Selbsthilfe bei Kaufsucht
Wenn Du den Verdacht hast, dass Du kaufsuchtgefährdet bist oder bereits an Kaufsucht leidest, gibt es einige Maßnahmen, die Du ergreifen kannst:
- Reflektiere Dein Kaufverhalten: Führe ein Tagebuch über Deine Einkäufe und analysiere, warum Du bestimmte Dinge gekauft hast.

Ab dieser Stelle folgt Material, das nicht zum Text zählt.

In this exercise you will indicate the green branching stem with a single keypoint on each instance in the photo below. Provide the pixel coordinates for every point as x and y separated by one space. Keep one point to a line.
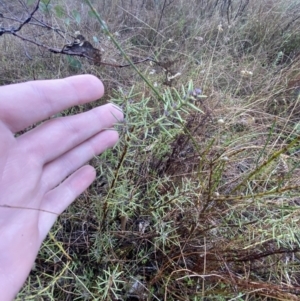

Fragen Dich, ob Sie den Artikel wirklich gebraucht hast, ob Du ihn Dir leisten konntest und welche Emotionen Du beim Kauf empfunden hast.
- Setze Dir Limits: Lege ein Budget fest und nehme nur eine begrenzte Menge an Bargeld zum Einkaufen mit. Vermeide es, Kreditkarten oder Online-Bezahldienste zu benutzen, um Deine Ausgaben besser kontrollieren zu können.
- Vermeide Risikosituationen: Meide Geschäfte und Online-Shops, die Dich zum Kauf verleiten. Lösche Shopping-Apps von Deinem Smartphone und meide Online-Werbung, die Dich zum Kauf animieren könnte.
- Suche Unterstützung: Spreche mit Freunden oder Familienmitgliedern über Dein Problem und suche Dir Hilfe in Selbsthilfegruppen. Der Austausch mit anderen Betroffenen kann Dir helfen, sich verstanden zu fühlen und neue Strategien zur Bewältigung Deiner Sucht zu entwickeln.
- Vermeide 1-Klick-Käufe und Shopping-Apps: Diese Funktionen erleichtern Impulskäufe und machen es schwieriger, dem Kaufdrang zu widerstehen.
- Begrenze Deine Exposition gegenüber personalisierter Werbung: Personalisierte Werbung kann sehr effektiv sein und Dich zum Kauf von Dingen verleiten, die Du nicht brauchst.
- Setze Dir Regeln: Erstelle Dir klare Regeln für Dein Kaufverhalten, z. B. niemals etwas auf dem Smartphone kaufen oder nur zu bestimmten Zeiten einkaufen gehen.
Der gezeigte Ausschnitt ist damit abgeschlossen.